Мы остаёмся жить (Фрай) - страница 64

Отечество – мертво; оно погибло ещё два года назад – тогда и стоило закончить эту войну, превратившуюся в откровенную бойню и для нас, и для врага. Тотальная война – безумие такое же, как и бросаться в бой без надежды победить. Но если отечество может погибнуть, то родина – никогда; эта истина была известна многим древним народом, в своё время испытавшим те же чувства, что и мы сейчас. Родина останется с теми, кто выживет. И только чувство юмора на грани здравого смысла не даёт многим из нас окончательно сойти с ума.
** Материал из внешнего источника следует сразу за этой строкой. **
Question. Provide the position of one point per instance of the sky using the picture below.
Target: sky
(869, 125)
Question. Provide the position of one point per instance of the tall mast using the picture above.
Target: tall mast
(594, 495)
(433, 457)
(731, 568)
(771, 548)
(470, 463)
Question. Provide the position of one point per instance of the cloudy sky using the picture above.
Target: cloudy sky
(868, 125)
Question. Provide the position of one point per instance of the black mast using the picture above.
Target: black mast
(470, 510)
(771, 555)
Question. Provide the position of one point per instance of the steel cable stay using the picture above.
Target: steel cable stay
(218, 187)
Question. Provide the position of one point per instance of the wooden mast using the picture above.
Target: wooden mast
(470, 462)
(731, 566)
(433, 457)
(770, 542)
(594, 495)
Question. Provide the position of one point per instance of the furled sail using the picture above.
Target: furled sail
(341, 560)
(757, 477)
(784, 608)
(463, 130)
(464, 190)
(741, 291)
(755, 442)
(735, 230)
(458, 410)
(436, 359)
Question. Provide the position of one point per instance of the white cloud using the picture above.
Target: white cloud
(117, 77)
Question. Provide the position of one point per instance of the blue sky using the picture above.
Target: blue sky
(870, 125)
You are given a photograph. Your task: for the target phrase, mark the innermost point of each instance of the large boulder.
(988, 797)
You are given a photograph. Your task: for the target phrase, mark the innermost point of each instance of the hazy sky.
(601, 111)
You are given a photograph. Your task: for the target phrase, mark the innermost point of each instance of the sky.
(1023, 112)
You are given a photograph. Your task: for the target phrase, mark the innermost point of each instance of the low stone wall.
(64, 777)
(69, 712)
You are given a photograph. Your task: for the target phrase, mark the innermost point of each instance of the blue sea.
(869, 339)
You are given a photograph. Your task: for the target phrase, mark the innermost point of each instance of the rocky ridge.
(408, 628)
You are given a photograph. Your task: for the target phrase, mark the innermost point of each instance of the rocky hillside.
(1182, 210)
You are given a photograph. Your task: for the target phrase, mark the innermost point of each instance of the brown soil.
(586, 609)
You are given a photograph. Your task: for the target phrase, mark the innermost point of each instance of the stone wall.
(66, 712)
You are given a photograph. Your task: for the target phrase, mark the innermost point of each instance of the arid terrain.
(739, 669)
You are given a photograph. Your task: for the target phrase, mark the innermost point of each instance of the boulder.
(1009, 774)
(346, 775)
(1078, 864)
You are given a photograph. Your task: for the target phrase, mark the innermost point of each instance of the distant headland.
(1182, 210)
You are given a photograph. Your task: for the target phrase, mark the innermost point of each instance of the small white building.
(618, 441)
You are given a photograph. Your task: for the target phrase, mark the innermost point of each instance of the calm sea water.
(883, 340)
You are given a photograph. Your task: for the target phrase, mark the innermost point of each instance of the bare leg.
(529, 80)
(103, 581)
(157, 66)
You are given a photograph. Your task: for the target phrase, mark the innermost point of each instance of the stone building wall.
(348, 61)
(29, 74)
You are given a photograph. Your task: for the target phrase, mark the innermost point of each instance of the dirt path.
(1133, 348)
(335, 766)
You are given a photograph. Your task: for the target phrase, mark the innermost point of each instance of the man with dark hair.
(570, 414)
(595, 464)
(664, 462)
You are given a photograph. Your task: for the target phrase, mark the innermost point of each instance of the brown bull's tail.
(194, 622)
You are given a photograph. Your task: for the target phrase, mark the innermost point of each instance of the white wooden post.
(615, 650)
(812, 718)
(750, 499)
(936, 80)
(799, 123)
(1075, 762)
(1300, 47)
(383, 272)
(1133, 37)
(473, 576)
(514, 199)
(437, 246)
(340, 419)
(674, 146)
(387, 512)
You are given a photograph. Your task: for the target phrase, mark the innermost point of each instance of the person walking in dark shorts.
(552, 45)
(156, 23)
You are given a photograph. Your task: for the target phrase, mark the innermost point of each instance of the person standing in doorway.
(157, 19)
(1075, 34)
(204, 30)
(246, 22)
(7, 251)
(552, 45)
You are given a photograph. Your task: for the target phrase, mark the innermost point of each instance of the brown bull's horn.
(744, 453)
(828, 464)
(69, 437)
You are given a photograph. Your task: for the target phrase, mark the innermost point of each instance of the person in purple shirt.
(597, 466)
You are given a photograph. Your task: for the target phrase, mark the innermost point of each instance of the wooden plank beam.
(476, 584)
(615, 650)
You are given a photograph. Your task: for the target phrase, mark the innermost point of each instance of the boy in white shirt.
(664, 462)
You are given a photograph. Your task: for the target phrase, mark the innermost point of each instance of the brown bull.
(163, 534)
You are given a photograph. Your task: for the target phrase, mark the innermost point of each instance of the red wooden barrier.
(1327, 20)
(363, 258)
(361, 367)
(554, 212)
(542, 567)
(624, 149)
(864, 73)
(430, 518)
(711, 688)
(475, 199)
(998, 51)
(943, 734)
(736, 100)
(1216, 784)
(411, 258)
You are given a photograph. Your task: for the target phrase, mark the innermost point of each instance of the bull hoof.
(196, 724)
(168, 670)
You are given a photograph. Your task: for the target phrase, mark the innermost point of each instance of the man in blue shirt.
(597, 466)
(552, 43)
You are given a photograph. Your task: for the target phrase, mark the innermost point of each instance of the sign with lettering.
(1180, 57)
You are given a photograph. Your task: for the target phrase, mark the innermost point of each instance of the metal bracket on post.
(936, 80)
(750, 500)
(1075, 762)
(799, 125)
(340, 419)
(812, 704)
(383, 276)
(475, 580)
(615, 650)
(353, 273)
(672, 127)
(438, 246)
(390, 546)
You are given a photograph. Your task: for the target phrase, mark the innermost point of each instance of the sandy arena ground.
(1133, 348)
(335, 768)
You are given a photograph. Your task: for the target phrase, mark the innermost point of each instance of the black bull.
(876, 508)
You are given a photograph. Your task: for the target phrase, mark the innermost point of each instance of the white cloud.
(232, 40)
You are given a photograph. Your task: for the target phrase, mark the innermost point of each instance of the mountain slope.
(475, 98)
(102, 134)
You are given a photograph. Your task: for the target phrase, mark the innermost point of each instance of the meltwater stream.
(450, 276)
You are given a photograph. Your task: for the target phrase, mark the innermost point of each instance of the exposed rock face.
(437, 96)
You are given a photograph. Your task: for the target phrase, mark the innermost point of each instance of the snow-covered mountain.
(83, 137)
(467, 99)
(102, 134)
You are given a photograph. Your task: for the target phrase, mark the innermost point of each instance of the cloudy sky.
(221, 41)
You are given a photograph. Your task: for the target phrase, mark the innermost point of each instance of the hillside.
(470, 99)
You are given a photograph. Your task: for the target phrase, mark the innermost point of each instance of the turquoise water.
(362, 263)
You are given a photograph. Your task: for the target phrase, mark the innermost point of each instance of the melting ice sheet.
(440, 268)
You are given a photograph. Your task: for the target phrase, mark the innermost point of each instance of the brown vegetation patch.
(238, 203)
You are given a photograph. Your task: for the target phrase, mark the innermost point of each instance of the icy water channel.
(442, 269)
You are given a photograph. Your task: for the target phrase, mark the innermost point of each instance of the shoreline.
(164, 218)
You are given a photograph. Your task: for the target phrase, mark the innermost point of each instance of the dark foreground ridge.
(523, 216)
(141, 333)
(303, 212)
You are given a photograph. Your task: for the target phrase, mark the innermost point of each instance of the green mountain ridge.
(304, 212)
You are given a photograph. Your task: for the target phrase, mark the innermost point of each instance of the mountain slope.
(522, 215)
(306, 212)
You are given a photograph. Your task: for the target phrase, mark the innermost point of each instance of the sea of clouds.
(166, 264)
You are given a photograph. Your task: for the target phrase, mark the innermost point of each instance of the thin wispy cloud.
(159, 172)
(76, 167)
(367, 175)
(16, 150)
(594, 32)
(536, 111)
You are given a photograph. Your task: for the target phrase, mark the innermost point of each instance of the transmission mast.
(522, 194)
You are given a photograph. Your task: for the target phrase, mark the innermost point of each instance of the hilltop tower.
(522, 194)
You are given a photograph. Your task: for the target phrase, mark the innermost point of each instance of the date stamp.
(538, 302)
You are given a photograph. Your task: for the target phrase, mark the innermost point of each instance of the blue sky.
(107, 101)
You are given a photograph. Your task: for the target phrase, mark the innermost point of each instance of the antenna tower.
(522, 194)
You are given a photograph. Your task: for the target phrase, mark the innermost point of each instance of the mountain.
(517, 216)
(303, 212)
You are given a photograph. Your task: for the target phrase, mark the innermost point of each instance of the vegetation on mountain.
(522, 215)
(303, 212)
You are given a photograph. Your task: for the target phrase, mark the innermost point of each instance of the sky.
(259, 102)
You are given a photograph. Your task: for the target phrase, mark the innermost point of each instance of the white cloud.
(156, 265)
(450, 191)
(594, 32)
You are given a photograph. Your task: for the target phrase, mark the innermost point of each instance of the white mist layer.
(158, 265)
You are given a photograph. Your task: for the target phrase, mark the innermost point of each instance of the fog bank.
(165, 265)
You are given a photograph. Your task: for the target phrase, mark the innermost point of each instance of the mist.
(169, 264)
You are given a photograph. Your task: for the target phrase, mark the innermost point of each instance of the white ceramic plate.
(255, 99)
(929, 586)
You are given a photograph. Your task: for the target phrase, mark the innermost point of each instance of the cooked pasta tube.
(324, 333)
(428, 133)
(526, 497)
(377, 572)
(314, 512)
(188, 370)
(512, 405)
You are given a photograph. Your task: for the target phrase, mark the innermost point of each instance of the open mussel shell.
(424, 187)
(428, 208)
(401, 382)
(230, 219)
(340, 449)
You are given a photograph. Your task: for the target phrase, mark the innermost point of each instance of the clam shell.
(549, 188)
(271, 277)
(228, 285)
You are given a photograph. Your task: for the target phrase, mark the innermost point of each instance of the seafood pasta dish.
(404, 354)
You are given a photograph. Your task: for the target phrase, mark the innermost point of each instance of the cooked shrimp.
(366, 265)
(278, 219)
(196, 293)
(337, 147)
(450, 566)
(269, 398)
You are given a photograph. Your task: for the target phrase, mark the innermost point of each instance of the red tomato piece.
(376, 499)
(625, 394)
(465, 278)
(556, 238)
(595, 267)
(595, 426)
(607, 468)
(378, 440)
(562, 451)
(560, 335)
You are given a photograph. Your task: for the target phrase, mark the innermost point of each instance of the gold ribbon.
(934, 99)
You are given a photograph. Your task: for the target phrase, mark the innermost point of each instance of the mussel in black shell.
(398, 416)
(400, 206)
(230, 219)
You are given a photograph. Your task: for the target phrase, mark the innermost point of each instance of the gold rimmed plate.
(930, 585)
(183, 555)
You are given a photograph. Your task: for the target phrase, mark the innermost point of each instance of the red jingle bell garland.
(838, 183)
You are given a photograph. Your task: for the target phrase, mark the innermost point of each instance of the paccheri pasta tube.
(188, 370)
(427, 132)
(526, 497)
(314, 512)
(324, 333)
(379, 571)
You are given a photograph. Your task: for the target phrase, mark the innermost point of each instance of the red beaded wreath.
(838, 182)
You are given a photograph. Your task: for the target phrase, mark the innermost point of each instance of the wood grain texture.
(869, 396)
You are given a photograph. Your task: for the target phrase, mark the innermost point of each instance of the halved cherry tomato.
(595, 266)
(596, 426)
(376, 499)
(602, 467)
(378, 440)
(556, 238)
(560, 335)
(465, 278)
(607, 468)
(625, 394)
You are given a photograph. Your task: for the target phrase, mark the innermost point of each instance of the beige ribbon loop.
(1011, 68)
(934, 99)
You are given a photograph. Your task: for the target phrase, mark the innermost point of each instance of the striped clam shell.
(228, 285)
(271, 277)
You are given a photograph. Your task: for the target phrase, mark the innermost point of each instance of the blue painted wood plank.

Как бы долго я не просидел в своём кресле, раз за разом проигрывая эту пластинку у себя в уме – мне всё равно придётся встать.

И выйти наружу – в этот чудесный мир, где солнце всё равно светит нам, хоть и сквозь облака дыма и пыли.

Навстречу мне идёт рядовой. Его рука тянется вверх, будто силится пронзить небо, стоит ему только завидеть меня. Этот жест узнает каждый в любой точке нашего безумного шара. Он подходит почти вплотную: молодой, выбритый, одет как с иголочки – ну чем не герой славного отечества. Вот только лицо у него больно напуганное – самому жутко становится.

Он бормочет что-то, спрашивает, видимо; и не кого-то, а меня. Хоть речь его звучит совсем неразборчиво, ненужно быть провидцем, чтобы догадаться, о чём он может спросить меня в подобной неформальной обстановке. Какие у нас планы? Что мы собираемся делать? Придут ли сюда сэмы или не они, а русские; и как мы будем защищаться и будем ли мы вообще?! А я что – Господь Бог, чтобы знать ответы на эти вопросы?! Поэтому ничего ему не отвечаю, а лишь загадочно отвожу взгляд и иду себе дальше, дескать, не твоё дело – как прикажем, так и будет. Но приказывать нечего – и это хорошо; потому что в случае приближения батальонов врага, я не знал бы, что с этим делать.

Ситуация, в которой мы оказались, уже даже не действовала мне на нервы; я просто хотел, чтобы всё это как можно скорее кончилось.

Я смотрел на вещи и людей, мимо которых проходил, с каменным взглядом человека, прочитавшего все книги и выучившего все языки – в том числе и язык тотального истребления, в котором нет слов, обозначающих «любовь», «веру» и «надежду». Был бы среди моих подчинённых хоть один человек с головой на плечах, а не с держалкой для ушей – сразу понял бы всё с первого взгляда, но последние соображающие люди давно погибли, кто на фронте, кто в лагерях. И кругом не осталось даже солдат – одни желторотые новобранцы из фольксштурма – мясо для пушек, не более того. А командуют ими, в основном, люди ещё более низкого качества. Забавно слушать, как они браво отзываются об отечестве и говорят о реванше, когда столица в осаде врага, а армия разбита на своей же собственной земле. По ним видно, что они будут бороться до последнего и не отступят. Умели бы ещё эти люди читать мысли – давно разжаловали бы меня и расстреляли. А пока смиренно исполняют команды и ждут приказа ринуться в свой первый бой. Одного выстрела, одной картины сражения хватит, чтобы всех их обратить в бегство.